This week-of-unix-tools is intended to be a high concentration of
information with little fluff. I'll be covering only GNU versions of the
tools, for the sake of choosing only one version for sanity sake.
Data comes from lots of places. Loosely categorizing, they come from 3 places:
- Files and devices
- Output of other tools
- The network (via other tools)
Cat means 'concatonate'. It is mostly useful for doing a few things:
- Cat lots of files together; eg 'cat *.c' for processing by
another tool, or generally glueing data sets (from files) together.
- Make a shell script more readable by making the input more obvious
Netcat. Basically gives you the ability to talk tcp and udp from the
shell. You can send data using standard input, and receive data from
standard output. Simple.
- tcp client (connect to google.com port 80)
- nc google.com 80
- tcp server (listen on port 8080)
- nc -l 8080
- udp client (connect to ns1.slashdot.org port 53)

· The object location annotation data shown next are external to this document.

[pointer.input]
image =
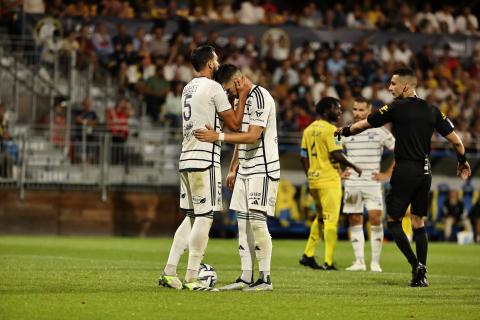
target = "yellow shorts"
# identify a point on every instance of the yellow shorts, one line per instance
(328, 202)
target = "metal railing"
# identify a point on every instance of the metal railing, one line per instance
(97, 161)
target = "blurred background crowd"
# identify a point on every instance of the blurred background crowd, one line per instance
(153, 64)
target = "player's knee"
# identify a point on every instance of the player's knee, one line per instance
(355, 219)
(417, 222)
(329, 225)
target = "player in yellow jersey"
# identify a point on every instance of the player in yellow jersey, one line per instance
(321, 155)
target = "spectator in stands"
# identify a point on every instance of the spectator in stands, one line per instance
(77, 9)
(8, 149)
(117, 123)
(454, 215)
(173, 105)
(86, 121)
(340, 19)
(356, 18)
(58, 125)
(285, 69)
(426, 21)
(475, 217)
(155, 91)
(336, 63)
(139, 39)
(56, 9)
(310, 17)
(33, 6)
(425, 59)
(122, 38)
(250, 13)
(467, 23)
(445, 19)
(159, 45)
(102, 42)
(86, 49)
(51, 50)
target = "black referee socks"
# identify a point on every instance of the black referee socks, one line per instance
(395, 228)
(421, 241)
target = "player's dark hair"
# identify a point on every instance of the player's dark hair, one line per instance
(225, 73)
(326, 104)
(404, 72)
(200, 57)
(361, 99)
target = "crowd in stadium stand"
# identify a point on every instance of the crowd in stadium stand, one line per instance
(155, 65)
(392, 14)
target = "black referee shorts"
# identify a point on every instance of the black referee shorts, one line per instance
(408, 190)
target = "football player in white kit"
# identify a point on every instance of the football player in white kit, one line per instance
(366, 151)
(253, 175)
(204, 101)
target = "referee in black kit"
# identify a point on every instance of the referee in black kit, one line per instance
(414, 121)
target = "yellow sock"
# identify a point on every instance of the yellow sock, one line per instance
(330, 234)
(312, 239)
(407, 227)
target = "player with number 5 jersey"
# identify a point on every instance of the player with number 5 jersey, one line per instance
(203, 102)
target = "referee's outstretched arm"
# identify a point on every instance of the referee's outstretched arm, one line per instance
(463, 168)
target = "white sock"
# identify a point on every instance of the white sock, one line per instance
(376, 240)
(263, 246)
(197, 244)
(179, 245)
(246, 248)
(358, 242)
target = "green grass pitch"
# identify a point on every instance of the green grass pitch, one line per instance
(117, 278)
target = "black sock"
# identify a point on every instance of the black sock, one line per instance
(395, 228)
(421, 242)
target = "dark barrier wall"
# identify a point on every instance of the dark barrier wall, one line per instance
(83, 212)
(462, 45)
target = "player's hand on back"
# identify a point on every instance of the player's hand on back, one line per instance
(345, 173)
(380, 176)
(230, 181)
(243, 86)
(206, 135)
(357, 170)
(464, 171)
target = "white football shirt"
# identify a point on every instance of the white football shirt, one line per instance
(260, 158)
(365, 150)
(202, 100)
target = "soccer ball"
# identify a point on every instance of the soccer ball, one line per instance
(207, 275)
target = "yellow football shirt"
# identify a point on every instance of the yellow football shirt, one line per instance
(317, 142)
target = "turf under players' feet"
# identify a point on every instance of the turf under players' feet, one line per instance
(329, 267)
(357, 266)
(239, 284)
(260, 285)
(375, 267)
(170, 282)
(197, 286)
(419, 277)
(310, 262)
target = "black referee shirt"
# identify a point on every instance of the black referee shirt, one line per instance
(414, 121)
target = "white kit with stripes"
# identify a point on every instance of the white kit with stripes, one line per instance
(259, 171)
(200, 175)
(202, 99)
(365, 150)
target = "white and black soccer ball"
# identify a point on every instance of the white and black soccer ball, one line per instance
(207, 275)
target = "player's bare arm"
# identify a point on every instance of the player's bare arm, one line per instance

- nc -u ns1.slashdot.org 53
- udp server (listen on port 5353)
- nc -l -u 5353
Examples:
- Basic HTTP request
% echo "GET / HTTP/1.0\n" | nc google.com 80 | head -1
HTTP/1.0 200 OK
openssl is a command that any unix-like system will probably have
installed. The command itself can do many many things, but for this article
I'll only cover the s_client command.
'openssl s_client' is essentially 'netcat + ssl'. This tool is extremely
useful for debugging text-based protocols behind SSL such as ssl'd nntp,
imaps, and https.
Example:
- Open an https connection to addons.mozilla.org
-
% echo "GET / HTTP/1.0\r\n\r\n" \
| openssl s_client -quiet -connect addons.mozilla.org:443 \
| col \
| sed -e '/^$/q'
depth=3 /C=BE/O=GlobalSign nv-sa/OU=Root CA/CN=GlobalSign Root CA
verify error:num=19:self signed certificate in certificate chain
verify return:0
HTTP/1.1 302 Found
Date: Fri, 25 May 2007 10:07:25 GMT
Server: Apache/2.0.52 (Red Hat)
Location: http://www.mozilla.com/
Content-Length: 293
Keep-Alive: timeout=300, max=1000
Connection: Keep-Alive
Content-Type: text/html; charset=iso-8859-1
* The 'col' command will strip the \r (carriage return) characters
from the http response, allowing sed's /^$/ to match an empty line
(end of headers).
You can query webservers (http) with any number of tools and you'll get
the raw source or data for any page you query. This is really useful.
- GET, POST, lwp-request, et al. Comes with libwww-perl
- curl
- wget
- fetch (FreeBSD)
Most of the time I need to fetch pages to stdout, I use GET, becuase
it's less typing. Here's some examples of the above commands:
- Fetch / from www.w3schools.com and output page to stdout
- GET http://www.w3schools.com/
- wget -O - -q http://www.w3schools.com/
- fetch -o -q http://www.w3schools.com/
- curl http://www.w3schools.com/
But what if you don't want the raw html from a webpage? You can have
w3m and lynx do some basic rendering for you, also to stdout. I
recommend w3m instead of lynx, but use whatever.
- w3m -dump http://www.google.com/
- lynx -dump http://www.google.com/
w3m's output looks like
this.
ssh can be a data source too. Run a command on 1000 machines and process
the output locally, for fun and profit.
- Login to N systems and get uptime. Prefix output with the hostname
% echo "fury\ntempest" \
| xargs -n1 -i@ sh -c 'ssh @ "uptime" | sed -e "s/^/@/"'
fury 6:18am up 2:25, 1 user, load average: 0.06, 0.04, 0.04
tempest 06:18:00 up 9:01, 2 users, load average: 0.12, 0.09, 0.09
Combining xargs and ssh gives you a powerful ability to execute commands
on multiple machines easily, even in parallel.